AKA my Favorite Fall Weather Reads
Yes, I am one of those annoying people who love pumpkin spice and celebrate the season it shows up in everything. I admit this with zero shame, because pumpkin spice is the best. And you know what’s even better? Apples. And caramel. And caramel apples. And butternut squash, pecans, maple, cinnamon, cloves…basically every food item in autumn. I have learned how to make pumpkin spice (it’s super easy) so I can include the flavor whenever I want, year round, and I SHALL NOT BE STOPPED.
Something about this time of year calls for dark reads as well, so this is the time I drag out my favorite horror. This tends to be pretty Stephen King heavy because I am a loyal constant reader, but I also love short story anthologies with truly depressing themes. [If I can recommend anything to you I would really push the John Joseph Adams edited books.]
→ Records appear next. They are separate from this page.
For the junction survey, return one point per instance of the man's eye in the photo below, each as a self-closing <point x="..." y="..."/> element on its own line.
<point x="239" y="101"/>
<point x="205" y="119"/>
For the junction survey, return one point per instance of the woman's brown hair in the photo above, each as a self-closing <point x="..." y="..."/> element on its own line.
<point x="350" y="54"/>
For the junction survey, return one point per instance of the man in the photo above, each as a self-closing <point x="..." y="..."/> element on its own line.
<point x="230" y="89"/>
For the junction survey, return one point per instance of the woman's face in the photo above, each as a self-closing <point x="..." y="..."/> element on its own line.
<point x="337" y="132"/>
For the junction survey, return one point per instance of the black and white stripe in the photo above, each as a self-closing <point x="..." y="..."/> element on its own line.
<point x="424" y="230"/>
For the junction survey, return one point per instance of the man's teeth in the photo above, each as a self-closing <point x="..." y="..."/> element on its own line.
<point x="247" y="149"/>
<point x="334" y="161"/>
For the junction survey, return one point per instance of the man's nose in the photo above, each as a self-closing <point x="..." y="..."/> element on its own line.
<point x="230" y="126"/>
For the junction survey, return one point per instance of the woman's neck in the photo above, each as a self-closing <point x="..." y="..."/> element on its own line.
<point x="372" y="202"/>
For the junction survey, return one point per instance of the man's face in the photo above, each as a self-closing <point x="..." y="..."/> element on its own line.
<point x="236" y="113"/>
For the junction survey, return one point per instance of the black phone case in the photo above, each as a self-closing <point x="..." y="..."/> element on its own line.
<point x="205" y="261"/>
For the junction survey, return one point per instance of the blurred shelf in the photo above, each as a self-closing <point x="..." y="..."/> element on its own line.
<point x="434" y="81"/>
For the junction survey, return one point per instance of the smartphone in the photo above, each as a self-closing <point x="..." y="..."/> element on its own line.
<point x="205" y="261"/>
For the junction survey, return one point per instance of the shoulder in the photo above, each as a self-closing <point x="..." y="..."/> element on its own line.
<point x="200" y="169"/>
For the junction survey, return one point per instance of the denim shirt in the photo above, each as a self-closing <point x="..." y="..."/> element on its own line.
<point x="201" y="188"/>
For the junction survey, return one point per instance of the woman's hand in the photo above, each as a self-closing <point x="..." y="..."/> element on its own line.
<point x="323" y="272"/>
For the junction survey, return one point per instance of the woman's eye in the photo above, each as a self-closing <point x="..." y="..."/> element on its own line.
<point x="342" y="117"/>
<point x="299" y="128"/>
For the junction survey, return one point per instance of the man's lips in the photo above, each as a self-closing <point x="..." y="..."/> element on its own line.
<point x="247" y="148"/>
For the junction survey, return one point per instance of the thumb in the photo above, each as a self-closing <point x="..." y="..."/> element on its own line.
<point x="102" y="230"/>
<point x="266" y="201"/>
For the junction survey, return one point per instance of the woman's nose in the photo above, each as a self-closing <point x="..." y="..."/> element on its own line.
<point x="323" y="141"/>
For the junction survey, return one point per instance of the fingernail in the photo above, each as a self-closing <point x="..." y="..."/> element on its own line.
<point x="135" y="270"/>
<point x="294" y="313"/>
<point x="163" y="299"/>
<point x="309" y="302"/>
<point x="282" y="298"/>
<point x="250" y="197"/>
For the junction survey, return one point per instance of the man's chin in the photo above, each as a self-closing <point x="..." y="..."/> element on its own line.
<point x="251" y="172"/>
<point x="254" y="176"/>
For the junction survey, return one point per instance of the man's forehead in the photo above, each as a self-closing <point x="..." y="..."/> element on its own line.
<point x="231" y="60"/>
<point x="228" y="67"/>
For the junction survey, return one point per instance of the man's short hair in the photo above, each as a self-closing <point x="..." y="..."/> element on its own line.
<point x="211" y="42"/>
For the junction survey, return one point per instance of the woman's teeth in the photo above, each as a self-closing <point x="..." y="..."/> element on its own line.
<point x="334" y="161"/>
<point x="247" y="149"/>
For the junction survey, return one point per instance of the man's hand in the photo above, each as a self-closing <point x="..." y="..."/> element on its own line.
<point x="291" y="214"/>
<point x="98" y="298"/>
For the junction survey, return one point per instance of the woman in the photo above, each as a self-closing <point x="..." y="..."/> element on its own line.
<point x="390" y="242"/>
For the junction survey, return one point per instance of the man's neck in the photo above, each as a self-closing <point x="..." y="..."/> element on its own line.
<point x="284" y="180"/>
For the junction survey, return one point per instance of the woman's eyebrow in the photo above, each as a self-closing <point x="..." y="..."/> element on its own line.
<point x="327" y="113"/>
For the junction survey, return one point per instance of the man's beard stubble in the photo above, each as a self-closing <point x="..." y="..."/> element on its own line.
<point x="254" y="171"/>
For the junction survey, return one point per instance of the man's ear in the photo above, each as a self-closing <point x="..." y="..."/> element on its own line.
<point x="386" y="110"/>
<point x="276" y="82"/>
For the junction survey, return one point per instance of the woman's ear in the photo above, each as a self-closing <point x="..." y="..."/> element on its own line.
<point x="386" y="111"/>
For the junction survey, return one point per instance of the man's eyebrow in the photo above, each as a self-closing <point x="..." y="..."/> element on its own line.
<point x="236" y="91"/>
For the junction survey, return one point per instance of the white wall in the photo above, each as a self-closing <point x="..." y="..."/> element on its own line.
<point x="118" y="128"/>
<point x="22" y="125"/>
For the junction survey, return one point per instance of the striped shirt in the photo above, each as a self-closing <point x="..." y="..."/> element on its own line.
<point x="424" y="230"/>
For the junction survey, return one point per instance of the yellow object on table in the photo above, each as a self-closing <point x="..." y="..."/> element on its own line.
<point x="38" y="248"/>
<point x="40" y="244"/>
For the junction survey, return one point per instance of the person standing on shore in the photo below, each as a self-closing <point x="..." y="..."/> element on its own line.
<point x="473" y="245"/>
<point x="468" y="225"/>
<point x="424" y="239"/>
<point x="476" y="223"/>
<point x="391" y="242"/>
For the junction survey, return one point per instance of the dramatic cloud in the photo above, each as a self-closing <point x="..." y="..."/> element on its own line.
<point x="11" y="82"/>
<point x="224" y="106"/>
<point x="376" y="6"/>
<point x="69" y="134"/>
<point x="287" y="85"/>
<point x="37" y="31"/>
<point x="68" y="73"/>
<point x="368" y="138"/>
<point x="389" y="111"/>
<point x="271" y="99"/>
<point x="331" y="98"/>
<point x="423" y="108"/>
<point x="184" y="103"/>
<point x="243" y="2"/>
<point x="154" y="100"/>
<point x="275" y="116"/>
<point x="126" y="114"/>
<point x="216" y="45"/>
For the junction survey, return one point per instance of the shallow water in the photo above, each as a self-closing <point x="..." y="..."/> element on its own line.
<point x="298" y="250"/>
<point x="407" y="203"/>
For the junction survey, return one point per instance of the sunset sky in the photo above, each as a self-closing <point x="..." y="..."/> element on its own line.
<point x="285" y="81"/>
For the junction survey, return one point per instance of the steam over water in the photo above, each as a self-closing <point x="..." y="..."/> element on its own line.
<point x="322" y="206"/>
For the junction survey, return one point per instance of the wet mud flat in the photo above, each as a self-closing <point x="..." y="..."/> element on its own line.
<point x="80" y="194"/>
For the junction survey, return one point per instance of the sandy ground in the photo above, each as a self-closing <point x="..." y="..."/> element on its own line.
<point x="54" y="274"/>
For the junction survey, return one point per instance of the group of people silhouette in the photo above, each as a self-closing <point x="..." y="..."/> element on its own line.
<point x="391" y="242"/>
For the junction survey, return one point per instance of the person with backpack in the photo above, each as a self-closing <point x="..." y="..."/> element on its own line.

As always, click on the book titles to be taken to their Goodreads page, and you’re welcome in advance for making it difficult to sleep at night. (It might go without saying, but ALL THE CONTENT WARNINGS for these books. Go in prepared.)
Night Shift, one of King’s older short story collections and one of his strongest.
Skeleton Crew, another King short story gem with my favorite, The Raft, contained therein.
Wastelands: Stories of the Apocalypse edited by John Joseph Adams. There really aren’t any stories in here I rated less than 3 stars. It’s a stellar collection, and very bleak. Octavia E. Butler’s Speech Sounds was my favorite.
The three I like to think of as the Stephen King trifecta all Constant Readers should at least attempt:
The Stand: my personal favorite, yes, I even like that ending.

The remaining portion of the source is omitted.